An Ode to Edgelands

Gone wild, the unkempt land of former industry is brimming with green potential.

You know that feeling when you read a book at exactly the right time? I had this recently with Barry Hines’ A Kestrel for a Knave. I’d been meaning to read it for a while, but something had prevented me picking it up. That is until recently, after temporarily living with my mum, where I found myself in a landscape similar to that of the book’s protagonist Billy Caspar.

The novel follows Caspar as he navigates scenery replete with signs of both intense wildlife and industry, oscillating between the two and blending them in a perfect depiction of what it means to be a working class person near countryside. Hines frequently frames the landscape in the labour done near and upon it. Sky darkens to a “charcoal”, the colour of sorrel is “rust”, a droplet of water moves “like mercury”. There’s a surprising harmony awarded by that, as a link between the oppression of the land and the oppression of the worker through the production of fossil fuels.

A kestrel perches on a flowery branch.

Fast forward to 2025, a time when most of the country’s pits are closed. The signs of these edgelands, bordered by mainly working class communities, still teem with wildlife and thrive. I moved back to Thornton to Mum’s new council flat, minutes away from Rimrose Valley Country Park. I noticed the kestrels first, their presence conjuring images of Hines’s novel and the famous Ken Loach’s film adaptation, Kes. I visited Rimrose as a child, but couldn’t believe that somewhere so close, so proximal to the urban and domestic, could be dense with creatures I associated with landscapes we’d describe as untouched or undisturbed.

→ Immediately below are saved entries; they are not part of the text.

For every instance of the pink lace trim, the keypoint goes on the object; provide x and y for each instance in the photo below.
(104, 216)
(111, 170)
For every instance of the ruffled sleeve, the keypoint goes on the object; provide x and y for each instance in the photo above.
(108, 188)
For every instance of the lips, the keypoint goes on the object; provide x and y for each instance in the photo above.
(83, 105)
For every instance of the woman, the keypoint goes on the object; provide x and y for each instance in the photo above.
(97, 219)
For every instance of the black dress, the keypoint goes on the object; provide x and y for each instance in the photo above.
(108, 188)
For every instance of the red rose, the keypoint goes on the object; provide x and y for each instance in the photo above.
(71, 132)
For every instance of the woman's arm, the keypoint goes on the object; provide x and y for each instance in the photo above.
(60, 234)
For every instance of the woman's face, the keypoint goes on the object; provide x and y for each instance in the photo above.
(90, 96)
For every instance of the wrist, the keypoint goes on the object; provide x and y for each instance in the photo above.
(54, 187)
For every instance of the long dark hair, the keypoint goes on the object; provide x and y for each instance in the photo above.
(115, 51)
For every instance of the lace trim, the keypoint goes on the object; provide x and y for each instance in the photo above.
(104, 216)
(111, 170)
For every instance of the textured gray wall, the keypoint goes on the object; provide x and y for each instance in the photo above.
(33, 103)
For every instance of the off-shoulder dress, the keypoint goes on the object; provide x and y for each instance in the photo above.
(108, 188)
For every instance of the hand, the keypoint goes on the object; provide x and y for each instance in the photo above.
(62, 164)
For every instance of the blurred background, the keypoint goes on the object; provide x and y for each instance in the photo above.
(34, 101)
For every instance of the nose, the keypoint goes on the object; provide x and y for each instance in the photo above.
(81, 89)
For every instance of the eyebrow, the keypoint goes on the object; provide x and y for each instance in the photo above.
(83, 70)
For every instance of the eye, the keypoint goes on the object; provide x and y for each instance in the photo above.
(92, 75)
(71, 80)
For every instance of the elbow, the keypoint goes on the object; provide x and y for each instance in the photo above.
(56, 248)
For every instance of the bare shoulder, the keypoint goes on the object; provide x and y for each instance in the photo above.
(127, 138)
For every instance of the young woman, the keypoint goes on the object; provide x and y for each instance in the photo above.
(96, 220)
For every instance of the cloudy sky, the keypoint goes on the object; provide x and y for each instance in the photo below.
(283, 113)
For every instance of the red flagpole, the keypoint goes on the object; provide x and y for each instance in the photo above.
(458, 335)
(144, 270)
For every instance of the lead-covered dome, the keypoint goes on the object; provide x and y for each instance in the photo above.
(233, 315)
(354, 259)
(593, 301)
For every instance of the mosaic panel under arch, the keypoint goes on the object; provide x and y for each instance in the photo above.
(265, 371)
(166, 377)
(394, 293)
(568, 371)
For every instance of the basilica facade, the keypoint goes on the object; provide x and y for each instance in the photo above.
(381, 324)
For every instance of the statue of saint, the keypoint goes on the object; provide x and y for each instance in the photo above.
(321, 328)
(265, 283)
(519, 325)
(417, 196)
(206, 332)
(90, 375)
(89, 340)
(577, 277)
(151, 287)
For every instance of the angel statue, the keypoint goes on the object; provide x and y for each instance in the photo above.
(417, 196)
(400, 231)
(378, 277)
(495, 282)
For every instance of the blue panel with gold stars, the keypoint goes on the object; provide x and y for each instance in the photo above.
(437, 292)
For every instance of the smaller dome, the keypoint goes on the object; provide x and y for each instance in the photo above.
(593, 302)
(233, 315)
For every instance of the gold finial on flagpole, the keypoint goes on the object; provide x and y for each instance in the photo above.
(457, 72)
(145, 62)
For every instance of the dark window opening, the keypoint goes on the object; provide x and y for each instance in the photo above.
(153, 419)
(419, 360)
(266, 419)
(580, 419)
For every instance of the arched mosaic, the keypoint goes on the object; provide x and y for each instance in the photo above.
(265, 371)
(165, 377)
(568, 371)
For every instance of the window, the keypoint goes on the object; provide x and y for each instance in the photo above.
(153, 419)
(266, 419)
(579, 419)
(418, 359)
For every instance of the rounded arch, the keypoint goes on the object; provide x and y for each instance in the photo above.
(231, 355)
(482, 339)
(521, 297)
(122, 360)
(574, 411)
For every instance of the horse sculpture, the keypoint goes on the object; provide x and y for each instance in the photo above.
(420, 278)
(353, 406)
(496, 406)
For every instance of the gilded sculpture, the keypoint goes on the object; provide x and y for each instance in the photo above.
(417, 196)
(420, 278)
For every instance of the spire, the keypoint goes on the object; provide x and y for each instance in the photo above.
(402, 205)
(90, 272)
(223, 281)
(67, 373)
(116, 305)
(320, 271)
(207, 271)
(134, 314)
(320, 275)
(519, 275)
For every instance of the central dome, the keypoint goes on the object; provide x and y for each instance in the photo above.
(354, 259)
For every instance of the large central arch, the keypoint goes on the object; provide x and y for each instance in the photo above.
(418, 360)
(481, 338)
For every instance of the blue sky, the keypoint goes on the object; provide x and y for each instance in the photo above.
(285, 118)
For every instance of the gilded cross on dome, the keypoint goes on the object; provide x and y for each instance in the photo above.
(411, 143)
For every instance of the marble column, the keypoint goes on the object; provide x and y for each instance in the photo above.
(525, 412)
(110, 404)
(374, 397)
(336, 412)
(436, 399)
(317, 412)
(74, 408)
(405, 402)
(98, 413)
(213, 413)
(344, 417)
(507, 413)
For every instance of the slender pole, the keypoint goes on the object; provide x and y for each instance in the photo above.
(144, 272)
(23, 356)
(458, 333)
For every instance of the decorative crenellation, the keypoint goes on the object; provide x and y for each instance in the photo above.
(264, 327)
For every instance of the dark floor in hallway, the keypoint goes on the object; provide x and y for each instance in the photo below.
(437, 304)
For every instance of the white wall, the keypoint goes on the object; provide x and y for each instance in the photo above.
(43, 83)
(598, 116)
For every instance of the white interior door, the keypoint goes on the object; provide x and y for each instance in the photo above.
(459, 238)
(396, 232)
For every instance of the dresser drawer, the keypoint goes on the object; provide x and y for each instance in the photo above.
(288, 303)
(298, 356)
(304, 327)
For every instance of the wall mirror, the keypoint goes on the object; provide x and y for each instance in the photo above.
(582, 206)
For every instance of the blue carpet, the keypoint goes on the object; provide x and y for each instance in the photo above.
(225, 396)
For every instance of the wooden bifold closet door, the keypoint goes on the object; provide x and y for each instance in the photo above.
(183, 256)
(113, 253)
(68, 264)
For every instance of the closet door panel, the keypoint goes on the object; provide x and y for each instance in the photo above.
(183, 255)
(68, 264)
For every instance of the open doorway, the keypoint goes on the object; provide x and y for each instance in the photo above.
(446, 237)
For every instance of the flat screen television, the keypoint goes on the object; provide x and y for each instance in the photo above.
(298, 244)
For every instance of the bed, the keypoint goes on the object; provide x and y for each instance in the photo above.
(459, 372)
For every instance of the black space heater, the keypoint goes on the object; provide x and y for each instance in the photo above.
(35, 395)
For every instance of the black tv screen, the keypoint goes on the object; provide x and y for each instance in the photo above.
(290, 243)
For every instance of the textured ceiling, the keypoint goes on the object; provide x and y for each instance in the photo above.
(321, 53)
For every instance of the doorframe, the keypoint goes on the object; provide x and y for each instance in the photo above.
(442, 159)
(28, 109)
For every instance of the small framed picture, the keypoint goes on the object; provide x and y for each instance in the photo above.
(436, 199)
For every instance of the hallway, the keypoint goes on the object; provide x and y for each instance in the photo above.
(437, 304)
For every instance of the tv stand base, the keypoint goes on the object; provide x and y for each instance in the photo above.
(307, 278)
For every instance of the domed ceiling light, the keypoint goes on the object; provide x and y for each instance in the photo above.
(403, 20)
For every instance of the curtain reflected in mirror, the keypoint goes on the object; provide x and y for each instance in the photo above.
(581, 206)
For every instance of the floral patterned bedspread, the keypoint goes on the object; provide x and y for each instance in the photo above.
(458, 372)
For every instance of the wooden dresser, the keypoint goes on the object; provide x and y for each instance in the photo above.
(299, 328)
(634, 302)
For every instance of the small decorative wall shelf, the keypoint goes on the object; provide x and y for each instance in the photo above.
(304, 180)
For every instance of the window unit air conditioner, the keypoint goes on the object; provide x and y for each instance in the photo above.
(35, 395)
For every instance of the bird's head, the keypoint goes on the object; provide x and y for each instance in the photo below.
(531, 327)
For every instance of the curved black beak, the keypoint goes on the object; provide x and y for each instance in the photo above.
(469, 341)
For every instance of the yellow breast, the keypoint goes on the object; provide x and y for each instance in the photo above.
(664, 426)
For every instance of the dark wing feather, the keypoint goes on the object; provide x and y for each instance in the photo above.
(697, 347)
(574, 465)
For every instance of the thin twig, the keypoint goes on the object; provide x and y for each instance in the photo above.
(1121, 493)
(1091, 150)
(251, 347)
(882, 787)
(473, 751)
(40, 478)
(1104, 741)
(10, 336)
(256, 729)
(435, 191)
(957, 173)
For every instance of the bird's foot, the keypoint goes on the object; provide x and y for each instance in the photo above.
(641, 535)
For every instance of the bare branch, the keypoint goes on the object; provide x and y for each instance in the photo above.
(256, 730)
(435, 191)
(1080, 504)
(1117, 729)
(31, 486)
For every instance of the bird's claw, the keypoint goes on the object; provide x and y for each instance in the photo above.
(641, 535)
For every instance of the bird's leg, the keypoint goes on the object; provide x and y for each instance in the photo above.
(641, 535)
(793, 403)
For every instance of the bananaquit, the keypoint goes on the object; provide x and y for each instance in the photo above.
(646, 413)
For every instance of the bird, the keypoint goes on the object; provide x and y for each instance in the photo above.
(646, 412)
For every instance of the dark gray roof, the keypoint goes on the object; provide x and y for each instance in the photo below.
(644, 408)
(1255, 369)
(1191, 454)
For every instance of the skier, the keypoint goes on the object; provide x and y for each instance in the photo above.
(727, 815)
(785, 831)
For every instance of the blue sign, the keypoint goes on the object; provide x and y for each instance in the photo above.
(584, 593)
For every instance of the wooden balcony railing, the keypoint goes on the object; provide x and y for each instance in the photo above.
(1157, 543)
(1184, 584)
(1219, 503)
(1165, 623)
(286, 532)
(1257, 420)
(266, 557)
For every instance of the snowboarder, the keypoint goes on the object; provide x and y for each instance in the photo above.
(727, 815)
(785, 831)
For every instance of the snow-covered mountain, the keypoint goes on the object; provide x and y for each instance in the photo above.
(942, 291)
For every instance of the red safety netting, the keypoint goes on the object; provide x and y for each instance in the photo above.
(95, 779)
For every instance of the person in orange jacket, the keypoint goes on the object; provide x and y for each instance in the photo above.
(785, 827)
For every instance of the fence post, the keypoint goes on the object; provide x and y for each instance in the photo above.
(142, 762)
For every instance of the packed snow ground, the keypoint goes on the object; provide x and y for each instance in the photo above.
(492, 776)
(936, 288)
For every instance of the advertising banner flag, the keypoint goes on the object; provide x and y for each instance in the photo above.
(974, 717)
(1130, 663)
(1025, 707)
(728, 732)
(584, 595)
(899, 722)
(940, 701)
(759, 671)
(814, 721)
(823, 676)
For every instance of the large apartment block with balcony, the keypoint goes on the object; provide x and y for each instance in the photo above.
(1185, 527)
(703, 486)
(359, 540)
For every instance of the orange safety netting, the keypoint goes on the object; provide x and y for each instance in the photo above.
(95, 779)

Here, in the middle of several estates, stretching across Sefton, there were more concentrated species than in any of the places I’d recently been. Rimrose Valley Country Park wasn’t always a park. It didn’t always bear the name “valley”; it existed for the longest time as a waste ground – “the piggery” until 1978. The year before I was born, 1993, saw the beginning of its restoration and it became a place to visit, walk, and birdwatch for the first time in decades.

It’s over 200 acres, with the Leeds-Liverpool canal running along its easterly edge. Part of its appeal is that it’s not really a park. It contradicts itself: it’s wild but not unkempt, both orderly and chaotic.

Flowers bloom from a pylon which sits on tall grass.

In Common Ground, Rob Cowen describes these places as “wide” seams, “exotic kingdoms possessing a kind of condensed wildness precisely because of their proximity to the civilised”. It’s because these edges are such a ready meeting point that they’re a vital, but often ignored, part of the conversation about conservation, rewilding, and how we coexist with other species. Those in the social housing that border Rimrose are already doing it, meeting each other on a green border with mutuality.

Much like Hines’s industrial similes, I started to read the environment through its dog walkers, through kids going to school. Cataloguing bird song into relatable metaphors, the hovering of a kestrel became a drone, the Whitethroat and Blackcap’s song a droid from Star Wars, buzzards mobiles above a baby’s crib. Language I had previously dismissed as anthropocentric transformed into a classification of these blurred meeting points between humans and other species, the town and the country.

The best moments on Rimrose are the hours where the space feels like a secret. It’s a brief inhale before the human noise of the day starts. The trills of songbirds are underscored by the metallic jingles of an ice cream van or someone’s distant laugh.

When his English teacher marvels at the kestrel’s gentleness with Caspar, the boy explains that it’s “cos she thinks I’m not bothered”. It’s the indifference of the wildness around him that is what he understands so acutely: “It’s fierce, an’ it’s wild, an’ it’s not bothered about anybody, not even about me right. And that’s why it’s great.”

A kestrel flies, carrying flowers with its feet.

This indifference is positive and empowering in a way that a human one can’t be, acting as a counterpart to the ignorance of the political system. This relationship between Caspar and the kestrel – complicated by Caspar’s training of the bird – is the most horizontal in the novel. Caspar isn’t ignored or punished by the bird, they have a gentle acceptance of one another.

I expected to be met with a similar comforting indifference on my return to Rimrose. I assumed the sadness I was feeling would pale in comparison to the sublimity of the environment. Instead, it felt bigger somehow, more tangible, and part of a larger emotional landscape.

Arriving on Rimrose in the morning kickstarted my emotional metabolism for the day. Bathing my face in lemon yellow light of a just-risen sun, hearing the calls of birds, seeing a kestrel fluttering above ground, stemmed a numbness before it could take hold.